Apenas sabemos nada de ellos ni lo sabremos en toda la película. Por qué Mar, que así se llama la joven buscada, no se ha puesto en contacto con su padre en cinco meses, por qué éste se aventura sin el equipo adecuado a un desierto y a un ambiente que le son totalmente ajenos y, lo que es más extraño, por qué permite que en una aventura tan peligrosa le acompañe el niño. Ni de dónde le viene al chaval su fuerza y su presencia de ánimo. Tampoco sabremos nada del resto de los protagonistas de la historia: ese grupo de gentes con los que jamás hubieran cruzado palabra si no fuera porque la vida se ha encargado de cruzarlos mucho más allá de sus circunstancias.
Pero nada de esa información importa demasiado. Es más, podemos intuirla a medida que avanza la película. Y es suficiente. Acabaremos sabiendo que todos tienen en común más de lo que cabría sospechar en un principio. Es en el destino donde parecen confluir sus diferencias. Seres avanzando hacia el abismo. “¿Ha empezado ya la tercera guerra mundial?”, dice uno de los actores en un momento del film. “La tercera guerra mundial empezó hace mucho”, le contesta otro. El fondo de un conflicto bélico indeterminado que se asoma en la radio de los camiones de los buscadores de raves es el mismo con el que nos levantamos cada mañana al escuchar los informativos en la seguridad de nuestras casas.
El desierto. Que nadie busque una imagen amable, pseudo turística de ese lugar que alguna vez nos ha dejado sin palabras a quienes hemos tenido la suerte de contemplar en directo la belleza que es capaz de desplegar. Aquí es un territorio hostil, una metáfora de nuestros desiertos interiores y colectivos. El mapa de nuestra impotencia. El plano en el que se dibuja esa fina línea que puede separar la vida de la muerte. El infierno del paraíso. Pero no podemos dejar de mirarlo. No podemos apartar la vista de la pantalla. Laxe nos hipnotiza con su maestría a la hora de combinar planos abiertos de un lugar sin horizontes, o de horizontes muy lejanos, con primeros planos de rostros, de pies que avanzan sin brújula por la sequedad de la tierra.

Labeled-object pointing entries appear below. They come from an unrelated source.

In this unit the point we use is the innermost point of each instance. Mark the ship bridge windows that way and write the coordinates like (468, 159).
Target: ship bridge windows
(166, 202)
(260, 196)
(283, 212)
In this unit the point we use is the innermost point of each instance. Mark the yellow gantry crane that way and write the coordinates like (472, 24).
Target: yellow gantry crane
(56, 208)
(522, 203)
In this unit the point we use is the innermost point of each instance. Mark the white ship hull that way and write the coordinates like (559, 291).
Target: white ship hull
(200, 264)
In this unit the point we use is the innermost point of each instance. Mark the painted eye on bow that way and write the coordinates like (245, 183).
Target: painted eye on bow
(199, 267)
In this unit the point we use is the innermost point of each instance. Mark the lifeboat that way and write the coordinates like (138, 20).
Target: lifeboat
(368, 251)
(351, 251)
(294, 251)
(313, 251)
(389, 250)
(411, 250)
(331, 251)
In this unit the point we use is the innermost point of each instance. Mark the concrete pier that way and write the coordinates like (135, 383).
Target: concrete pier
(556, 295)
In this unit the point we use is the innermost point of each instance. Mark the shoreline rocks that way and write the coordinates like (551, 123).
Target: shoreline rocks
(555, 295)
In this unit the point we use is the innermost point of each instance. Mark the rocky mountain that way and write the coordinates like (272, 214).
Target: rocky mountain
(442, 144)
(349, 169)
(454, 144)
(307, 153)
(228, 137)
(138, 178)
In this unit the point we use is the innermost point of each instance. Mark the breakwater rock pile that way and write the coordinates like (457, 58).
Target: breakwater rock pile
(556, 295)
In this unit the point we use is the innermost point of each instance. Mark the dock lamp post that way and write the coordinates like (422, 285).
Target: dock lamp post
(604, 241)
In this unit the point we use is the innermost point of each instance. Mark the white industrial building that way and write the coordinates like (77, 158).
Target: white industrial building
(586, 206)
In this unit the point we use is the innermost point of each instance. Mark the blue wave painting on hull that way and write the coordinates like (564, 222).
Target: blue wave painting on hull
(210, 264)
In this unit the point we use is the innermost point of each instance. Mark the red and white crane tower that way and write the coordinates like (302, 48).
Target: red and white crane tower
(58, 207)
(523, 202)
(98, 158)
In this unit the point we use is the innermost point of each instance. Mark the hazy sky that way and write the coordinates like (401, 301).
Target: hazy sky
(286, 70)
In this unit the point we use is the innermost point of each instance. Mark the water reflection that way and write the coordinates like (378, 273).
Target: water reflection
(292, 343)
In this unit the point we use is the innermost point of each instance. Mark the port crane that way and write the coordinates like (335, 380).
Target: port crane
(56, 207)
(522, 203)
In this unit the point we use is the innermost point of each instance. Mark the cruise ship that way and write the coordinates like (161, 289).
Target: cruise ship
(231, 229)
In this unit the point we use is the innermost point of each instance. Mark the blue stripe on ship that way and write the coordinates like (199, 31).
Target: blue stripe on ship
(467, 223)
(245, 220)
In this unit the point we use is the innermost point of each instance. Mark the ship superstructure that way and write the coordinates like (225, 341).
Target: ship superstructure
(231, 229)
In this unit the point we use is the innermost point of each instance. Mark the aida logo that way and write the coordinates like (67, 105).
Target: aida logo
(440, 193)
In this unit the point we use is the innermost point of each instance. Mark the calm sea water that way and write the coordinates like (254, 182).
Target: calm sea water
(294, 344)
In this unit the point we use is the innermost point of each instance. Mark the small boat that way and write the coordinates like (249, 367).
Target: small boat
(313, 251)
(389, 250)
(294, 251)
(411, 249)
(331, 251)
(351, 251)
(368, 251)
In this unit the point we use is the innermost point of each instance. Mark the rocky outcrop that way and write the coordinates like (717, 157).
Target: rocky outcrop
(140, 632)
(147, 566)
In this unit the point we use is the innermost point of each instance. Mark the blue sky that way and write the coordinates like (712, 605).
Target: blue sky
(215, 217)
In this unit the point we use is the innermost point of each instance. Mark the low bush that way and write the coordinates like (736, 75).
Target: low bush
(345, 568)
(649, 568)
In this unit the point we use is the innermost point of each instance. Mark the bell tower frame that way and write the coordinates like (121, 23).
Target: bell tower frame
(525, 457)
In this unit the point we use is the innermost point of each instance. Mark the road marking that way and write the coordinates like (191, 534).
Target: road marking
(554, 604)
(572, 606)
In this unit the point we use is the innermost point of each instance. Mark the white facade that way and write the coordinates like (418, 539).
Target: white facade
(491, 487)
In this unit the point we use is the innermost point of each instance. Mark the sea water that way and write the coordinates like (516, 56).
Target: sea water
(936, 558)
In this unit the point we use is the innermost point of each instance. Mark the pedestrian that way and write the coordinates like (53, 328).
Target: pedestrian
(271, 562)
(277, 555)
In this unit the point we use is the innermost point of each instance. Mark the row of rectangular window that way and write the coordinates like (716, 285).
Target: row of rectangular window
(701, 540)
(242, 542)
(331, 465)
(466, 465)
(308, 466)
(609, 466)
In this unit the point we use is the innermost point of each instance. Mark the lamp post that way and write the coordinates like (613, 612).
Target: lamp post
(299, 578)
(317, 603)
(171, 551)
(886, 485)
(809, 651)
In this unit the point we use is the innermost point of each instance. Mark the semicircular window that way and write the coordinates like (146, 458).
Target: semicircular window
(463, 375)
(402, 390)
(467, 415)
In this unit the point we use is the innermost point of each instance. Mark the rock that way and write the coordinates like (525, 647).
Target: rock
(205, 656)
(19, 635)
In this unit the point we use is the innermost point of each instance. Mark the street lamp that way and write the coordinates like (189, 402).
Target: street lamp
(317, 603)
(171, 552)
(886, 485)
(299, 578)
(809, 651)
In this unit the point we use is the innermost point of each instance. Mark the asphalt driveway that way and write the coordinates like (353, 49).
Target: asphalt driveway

Hacia la mitad de la película un giro de guión me hizo preguntarme cómo avanzaría la historia desde el pozo en el que parecía haberse sumergido. Y la memoria del cine me trajo la respuesta: a la manera del western clásico. Hay quien en el enloquecido viaje de esos extravagantes vehículos por dunas y montañas ha visto ecos de ‘Mad Max’ y no esta mal visto, aunque a mí la que se me venía a la cabeza constantemente era ‘La carretera’, el trasunto a la pantalla de la homónima novela de Cormac McCarthy. A partir de ahí y salvando las distancias encomendé la historia a la maestría de un Ford en ‘Centauros del desierto’. Y creo que no me equivoqué.
La música. Tan esencial como la implacable luz del mediodía en la llanura sin agua y sin vida aparente es el fondo musical, ese tecno machacón y cuya vibración en los altavoces que transportan los incondicionales raveros es algo más que el diapasón del trance, la música para el olvido. Hay en ese vibrar un argumento de búsqueda, aunque desde fuera nos pueda parecer un modo equivocado o simple. Artificial. Hay una escena en la que Jade, una de las integrantes del grupo, invita al atribulado padre a entrar en el camión a compartir esa vibración que la atrapa. Otros encuentran la respuesta en cuencos tibetanos. Todos buscan. Todos buscamos.
Los últimos planos de ese tránsito son sencillamente perfectos. Perfectos para dejarnos sin palabras. Para rumiar una de esas obras que nos interpelan, que nos hacen levantarnos mentalmente de la seguridad de la butaca. Porque en ellas se encierran verdades a las que nos cuesta mirar.